Gerd Dudenhöfer thematisiert in der Europahalle Trier als Heinz Becker den Tod

Comedy : Gerd Dudenhöfer thematisiert in der Europahalle Trier als Heinz Becker den Tod

Gerd Dudenhöfer hat, in der Europahalle, Station als Heinz Becker gemacht. Für sein aktuelles Programm hat er sich ein nicht ganz einfaches Thema ausgesucht, den Tod. 

Es war kein lustiger, fröhlicher Start in den Abend. Zu Glockengeläut mit weißen Rosen in der Hand und schwarzem Anzug, kam Gerd Dudenhöfer als Heinz Becker auf die Bühne. Er setzte sich an seinen Küchentisch und gab seine Sicht zum Thema Tod, Sterben und zum Leben wieder. Er kam gerade von der Beerdigung seiner Frau Hilde. „Es geht mir sehr nah“, meinte er. „Vor der Beerdigung habe ich meine Unterhosen gesucht, die hat mir die Hilde immer rausgelegt. Jetzt muss ich das selber machen. Und auch das Bier muss ich mir selbst aus dem Keller holen,“ sinnierte er weiter und es gab die ersten kräftigen Lacher in der mit 620 Besuchern ausverkauften Europahalle.

Die Preise der Bestatter, „von der Beerdigung hätte ich die Garage dreimal umbauen können, man nimmt ja nicht den billigsten Sarg, wegen den Leut`“, die Taktlosigkeit verschiedener Menschen, „Ich habe gehört, du willst dein Haus verkaufen“, sprach er an.

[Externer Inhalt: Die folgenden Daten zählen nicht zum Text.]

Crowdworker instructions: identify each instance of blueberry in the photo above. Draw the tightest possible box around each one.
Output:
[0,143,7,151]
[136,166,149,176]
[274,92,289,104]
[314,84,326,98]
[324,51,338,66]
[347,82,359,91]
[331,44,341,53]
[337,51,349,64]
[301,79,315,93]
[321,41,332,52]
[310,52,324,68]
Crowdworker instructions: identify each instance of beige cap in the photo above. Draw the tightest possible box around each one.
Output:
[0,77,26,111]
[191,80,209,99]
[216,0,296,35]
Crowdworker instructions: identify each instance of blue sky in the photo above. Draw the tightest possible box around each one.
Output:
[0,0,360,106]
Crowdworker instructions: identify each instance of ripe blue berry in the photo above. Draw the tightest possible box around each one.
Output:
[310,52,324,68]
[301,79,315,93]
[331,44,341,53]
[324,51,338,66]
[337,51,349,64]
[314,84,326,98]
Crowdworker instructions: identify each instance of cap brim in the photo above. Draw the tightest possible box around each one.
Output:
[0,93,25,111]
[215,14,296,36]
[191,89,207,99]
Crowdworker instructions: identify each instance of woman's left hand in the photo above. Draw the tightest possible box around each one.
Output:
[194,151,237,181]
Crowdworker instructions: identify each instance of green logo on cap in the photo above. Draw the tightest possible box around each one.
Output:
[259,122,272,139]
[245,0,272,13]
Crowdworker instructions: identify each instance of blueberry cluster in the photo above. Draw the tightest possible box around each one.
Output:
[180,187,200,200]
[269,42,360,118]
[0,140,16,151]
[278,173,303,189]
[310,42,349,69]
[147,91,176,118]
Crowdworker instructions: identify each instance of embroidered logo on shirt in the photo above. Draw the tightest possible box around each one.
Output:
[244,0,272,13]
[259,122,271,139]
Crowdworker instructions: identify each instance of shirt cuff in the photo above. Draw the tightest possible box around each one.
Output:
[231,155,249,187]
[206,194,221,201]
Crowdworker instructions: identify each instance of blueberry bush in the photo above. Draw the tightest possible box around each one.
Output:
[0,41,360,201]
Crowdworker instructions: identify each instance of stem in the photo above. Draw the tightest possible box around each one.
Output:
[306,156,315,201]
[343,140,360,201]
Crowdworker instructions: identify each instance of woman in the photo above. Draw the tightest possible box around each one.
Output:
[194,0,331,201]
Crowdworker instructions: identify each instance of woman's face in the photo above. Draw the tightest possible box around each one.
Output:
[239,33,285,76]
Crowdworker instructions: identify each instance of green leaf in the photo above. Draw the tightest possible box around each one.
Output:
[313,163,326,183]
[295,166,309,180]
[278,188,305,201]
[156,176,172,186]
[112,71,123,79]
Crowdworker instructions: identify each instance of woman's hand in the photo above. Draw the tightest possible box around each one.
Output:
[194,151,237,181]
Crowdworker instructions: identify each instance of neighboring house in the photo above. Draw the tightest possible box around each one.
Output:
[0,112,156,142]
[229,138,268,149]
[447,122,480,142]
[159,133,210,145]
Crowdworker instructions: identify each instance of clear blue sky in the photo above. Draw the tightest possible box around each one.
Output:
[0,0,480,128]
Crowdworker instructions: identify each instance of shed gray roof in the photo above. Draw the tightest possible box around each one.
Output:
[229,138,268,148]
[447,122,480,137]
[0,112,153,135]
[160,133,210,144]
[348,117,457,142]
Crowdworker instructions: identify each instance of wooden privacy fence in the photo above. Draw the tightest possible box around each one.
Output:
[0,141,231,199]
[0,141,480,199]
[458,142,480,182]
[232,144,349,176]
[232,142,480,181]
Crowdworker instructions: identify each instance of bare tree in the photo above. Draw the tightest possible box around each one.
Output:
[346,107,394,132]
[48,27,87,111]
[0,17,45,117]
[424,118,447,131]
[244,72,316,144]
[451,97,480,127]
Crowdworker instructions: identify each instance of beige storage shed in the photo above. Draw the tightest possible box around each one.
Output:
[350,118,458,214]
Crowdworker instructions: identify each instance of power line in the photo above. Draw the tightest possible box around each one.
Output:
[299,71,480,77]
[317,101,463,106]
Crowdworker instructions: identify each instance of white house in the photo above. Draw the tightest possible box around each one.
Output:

Er bleibt auch bei diesem Thema seinem Image als biederem Spießer treu, „man muss sparen wo man kann“. Die Technik, die Pointen richtig zu setzen, beherrscht Gerd Dudenhöfer. So sagt er beispielsweise: „Es sterben jeden Tag Leute, in Kriegen, an Seuchen und auch nach einer Ehe.“

Als es um die Bestattungsart ging und das Thema Verbrennen aufkam, schlug er den Bogen zur aktuellen Klimapolitik und gab zu bedenken, dass man beim Verbrennen auch immer die Emissionsgrenzen im Blick haben müsse. Schließlich kam er auf Greta Thunberg zu sprechen und „Fridays for future“. „Ich warte noch, dass die übers Wasser läuft“, sagte er und erntete viel Beifall. „Unsere Zukunft war damals die HJ“, setzte er noch obendrauf. Dann wechselte er zügig das Thema in Richtung seines Grabsteins.

Der noch häufig als Tabuthema geltende Tod, bietet viel Stoff, und wenn man die Grenzen überschreitet, erntet man als Kabarettist, Reaktionen. Immer wieder stellte er sich als Opfer dar, als armen Mann, der jetzt sogar seine Hemden selbst bügeln muss.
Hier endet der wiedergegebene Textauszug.